Der Esstisch oder: Tagebuch einer Familie

Gekauft haben wir ihn, als mein erstes Kind zu uns kam. Es sollte unbedingt an einem Esstisch sitzen und lernen, richtig zu essen. In unserer engen Wohnung hatten wir kaum Platz und in der Euphorie junger, übereifriger Eltern quetschten wir direkt neben das Bett unsres Säuglings einen runden Esstisch aus Kiefernholz. Nagelneu.

Wir kauften auch sofort eine Einlegeplatte dazu, um den Tisch später einmal ausziehen zu können. Unser Sohn würde ja mal größer werden und vielleicht auch sein Zimmer. Keine Ahnung, welcher Teufel uns da ritt.
Während unser Säugling die ersten Monate seines Lebens überwiegen verpennte oder die Windelindustrie ankurbelte, stand der Tisch ungenutzt in der Ecke und wir aßen weiterhin im Wohnzimmer mit eingeknicktem Magen vom Wohnzimmertisch. Kann ich übrigens nicht empfehlen, man bleibt trotzdem nicht schlank.

Heute streiche ich an der linken Seite des inzwischen dauerhaft vergrößerten Tisches über ein paar tiefe Dellen. Ein Wutausbruch unsres Ältesten. Er mochte nicht stillsitzen und drosch die Gabel mit zornrotem Gesicht in das nagelneue Holz. Ich litt. Der schöne Tisch. Ich liebe Holz!
Und er war so teuer gewesen für unsre armen Verhältnisse. Ein Drama für mich und ich wusste nicht, ob ich es jemals überwinden würde. Heute denke ich, dass ich das Drama deswegen erfand, weil ich nicht wusste, wie ich meinem winzigen Spross erklären sollte, dass man bei Wutausbrüchen keine Gabel in der Hand halten darf.

Die tiefe Scharte dort drüben erinnert mich bleibend an meinen Jüngsten. Er verweigerte viel zu lange jedes Wort. Mit lautem „hnng!“, meistens von einem Kopfschütteln begleitet, machte er jedem Familienmitglied deutlich klar was er wollte. Nachdem ich mit langem, Folterqualen versprechendem Blick meinen beiden „Großen“ untersagt hatte, ihn weiterhin zu verstehen, begann er, immer an der gleichen Stelle auf dem Tisch zu kratzen.

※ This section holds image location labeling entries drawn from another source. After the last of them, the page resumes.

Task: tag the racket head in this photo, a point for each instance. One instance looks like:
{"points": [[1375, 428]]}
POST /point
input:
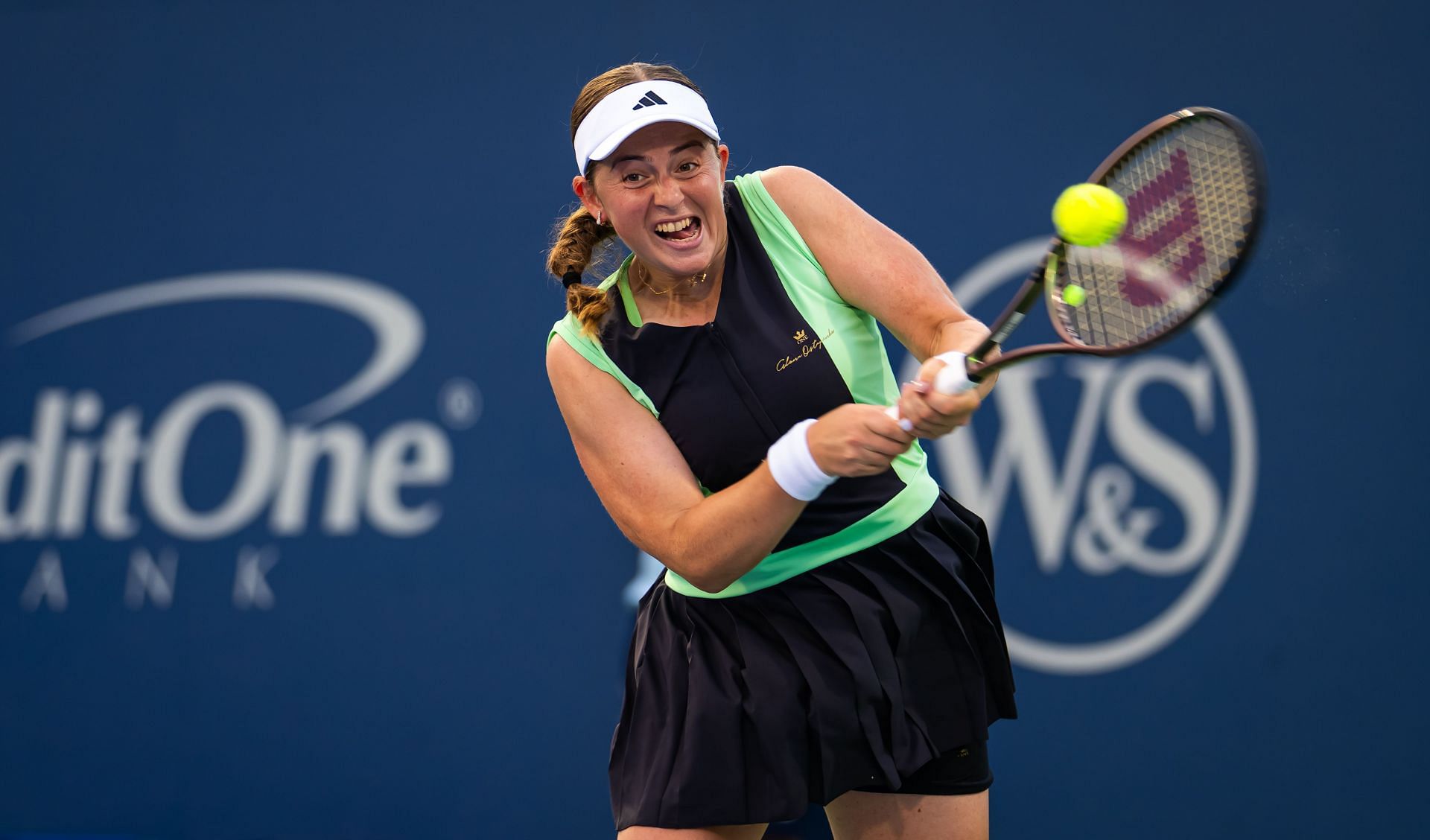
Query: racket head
{"points": [[1195, 185]]}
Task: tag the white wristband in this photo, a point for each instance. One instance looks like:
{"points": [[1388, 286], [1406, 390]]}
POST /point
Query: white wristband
{"points": [[794, 466]]}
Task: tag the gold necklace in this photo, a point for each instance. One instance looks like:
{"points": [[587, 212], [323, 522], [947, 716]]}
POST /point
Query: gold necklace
{"points": [[645, 280]]}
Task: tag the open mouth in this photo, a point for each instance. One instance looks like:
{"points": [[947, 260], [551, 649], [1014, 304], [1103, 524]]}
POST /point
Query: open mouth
{"points": [[679, 230]]}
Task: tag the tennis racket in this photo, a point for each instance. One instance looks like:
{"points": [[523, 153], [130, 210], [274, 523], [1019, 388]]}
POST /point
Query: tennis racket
{"points": [[1195, 185]]}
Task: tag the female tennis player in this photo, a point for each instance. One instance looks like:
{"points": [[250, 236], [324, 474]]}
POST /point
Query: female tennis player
{"points": [[825, 630]]}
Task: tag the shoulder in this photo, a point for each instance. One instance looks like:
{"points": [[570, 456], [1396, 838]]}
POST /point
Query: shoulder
{"points": [[792, 186]]}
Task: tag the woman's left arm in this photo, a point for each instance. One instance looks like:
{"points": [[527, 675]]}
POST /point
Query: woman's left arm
{"points": [[880, 272]]}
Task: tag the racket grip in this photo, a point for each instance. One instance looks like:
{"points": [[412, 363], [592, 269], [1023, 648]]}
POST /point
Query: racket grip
{"points": [[951, 379]]}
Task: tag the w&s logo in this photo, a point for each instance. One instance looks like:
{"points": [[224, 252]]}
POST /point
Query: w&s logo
{"points": [[1117, 491]]}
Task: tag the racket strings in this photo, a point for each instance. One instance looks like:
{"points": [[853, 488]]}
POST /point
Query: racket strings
{"points": [[1192, 194]]}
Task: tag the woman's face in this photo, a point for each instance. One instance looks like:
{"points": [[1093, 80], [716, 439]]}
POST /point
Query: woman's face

Bis ich auf die Idee kam, ihm ein Set auf seinen Platz zu legen. Lange grübelte ich darüber, wo mein Erziehungsfehler lag. Heute betrachte ich schmunzelnd diese tiefe Mulde, streiche darüber und versinke in Erinnerungen.

Direkt vor mir sind diverse bunte Striche. Sie verblassen langsam. Entstanden sind sie durch die Filzstiftorgien meiner Tochter. In einem unbeobachteten Moment malte sie so intensiv, dass die Filzstiftminen brachen. Sie hatte nur nicht auf Papier gemalt, sondern auf Holz.
Dort drüben die Delle ist von meinem Mann. An einem Silvesterabend entkorkte er eine teure Flasche Sekt, indem er den Korken festhielt und die Flasche losließ. Sie donnerte auf den Tisch, dann auf den Boden, platze und verteilte den schäumenden Inhalt an der Wand dahinter. Die Wand ist inzwischen gestrichen, der Mann auch… diese Delle wird bleiben.

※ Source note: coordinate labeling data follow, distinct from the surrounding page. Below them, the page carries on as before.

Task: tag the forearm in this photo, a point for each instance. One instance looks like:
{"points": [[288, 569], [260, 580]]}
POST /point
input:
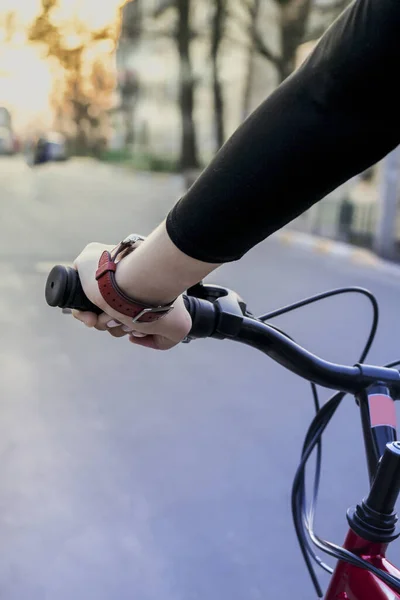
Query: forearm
{"points": [[336, 116], [157, 271]]}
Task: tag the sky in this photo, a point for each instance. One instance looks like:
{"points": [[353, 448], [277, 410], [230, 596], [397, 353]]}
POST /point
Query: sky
{"points": [[25, 77]]}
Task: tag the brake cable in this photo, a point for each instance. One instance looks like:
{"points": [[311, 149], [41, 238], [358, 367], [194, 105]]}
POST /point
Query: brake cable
{"points": [[303, 521]]}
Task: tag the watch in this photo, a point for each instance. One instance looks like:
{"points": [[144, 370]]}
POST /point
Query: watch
{"points": [[114, 296]]}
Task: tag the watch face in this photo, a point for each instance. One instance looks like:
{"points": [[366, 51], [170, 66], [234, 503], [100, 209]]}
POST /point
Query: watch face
{"points": [[134, 237]]}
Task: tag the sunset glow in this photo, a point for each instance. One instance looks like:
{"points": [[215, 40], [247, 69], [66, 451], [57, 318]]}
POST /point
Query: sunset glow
{"points": [[25, 76]]}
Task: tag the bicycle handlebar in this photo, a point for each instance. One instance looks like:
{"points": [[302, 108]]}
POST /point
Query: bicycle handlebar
{"points": [[220, 313]]}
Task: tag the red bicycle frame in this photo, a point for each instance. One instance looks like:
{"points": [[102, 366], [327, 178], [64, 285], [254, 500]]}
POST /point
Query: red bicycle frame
{"points": [[352, 583], [348, 581]]}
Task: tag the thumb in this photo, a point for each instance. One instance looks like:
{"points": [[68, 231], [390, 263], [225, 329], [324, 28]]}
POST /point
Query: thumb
{"points": [[87, 318]]}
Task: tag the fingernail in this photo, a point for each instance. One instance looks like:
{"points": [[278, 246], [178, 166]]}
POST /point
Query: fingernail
{"points": [[113, 323]]}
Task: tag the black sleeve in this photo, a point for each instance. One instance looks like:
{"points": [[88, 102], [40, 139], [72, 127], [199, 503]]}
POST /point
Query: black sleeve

Hunderte von kleinen Rissen, Schrammen, Verfärbungen und Löcherchen sprechen von 16 lebhaften Jahren einer Familie. Ein langer Kratzer, ausgelöst von meiner Nähmaschine, erinnert mich an die Zeiten mit meiner Freundin, in denen wir tagelang Körnerkissen nähten, um sie zu verkaufen.
Der Tisch hat große Feiern erlebt, Lachen, Streit und Weinen… nachdenkliche Stunden mit Kaffee und viel zu viel Zigaretten, Grübeleien über Hausaufgaben, Steuererklärungen… hitzige Debatten des Familienrates… Gespräche über Leben und Sterben.
Der Tisch wurde zu klein und bekam eine zweite Platte, die ein Freund herstellte, weil es keine mehr nachzukaufen gab. Ich hatte keinen richtigen Holzlack und das Holz verfärbte sich völlig anders als der Rest des Tisches.
Hier übte mein erstes Kind den Umgang mit Messer und Gabel. Meine Mutter genoss hier ihr letztes Mahl im Kreis der Familie. Hochzeitspläne wurden an diesem Tisch geschmiedet … auf ihm stand aber auch der Kaffee für den Bestattungsunternehmer. Er erlebte hitzige Diskussionen, lautes Lachen und tränenreichen Kummer. Nicht ein einziges Mal aber herrschte hier Kälte und Ungastlichkeit. Meine Tischplatte kennt festliche Tischdecken und Dekorationen, aber er musste auch barbarische Fressorgien mit den unsinnigsten Kleckereien ertragen. Ein Hundekampf zweier wirklich großer Rüden hat ihn fast in der Mitte geteilt, wütende Fäuste schlugen auf die Tischplatte. Er diente als Höhle für meine Indianerspielenden Kinder. Aber auch als Plattform innigster Zweisamkeit.
Er ertrug heiße Schüsseln und dampfende Töpfe, Spritzer durch Bleigießen und forschende Kinder, die einen Zirkel ausprobierten. Wachsflecken und heißes Fett, klebrige Abdrücke von Kinderhändchen und Tränen, verschütteter Kaffee und verschmierter Kleber bei Weihnachtsbasteleien… all das konnte ich wieder entfernen.
Aber die Erinnerung daran bleibt kleben. Ich brauche gar keine Fotos. Dieser Tisch ist mit der Familie gewachsen. Er hat jeden intensiven Moment des Lebens erlebt und ist stummer Zeuge von allen Ereignissen. Stumm… aber ich verstehe ihn. Er bringt mich zum sentimentalen Lächeln. Denn er ist das Tagebuch meiner Familie.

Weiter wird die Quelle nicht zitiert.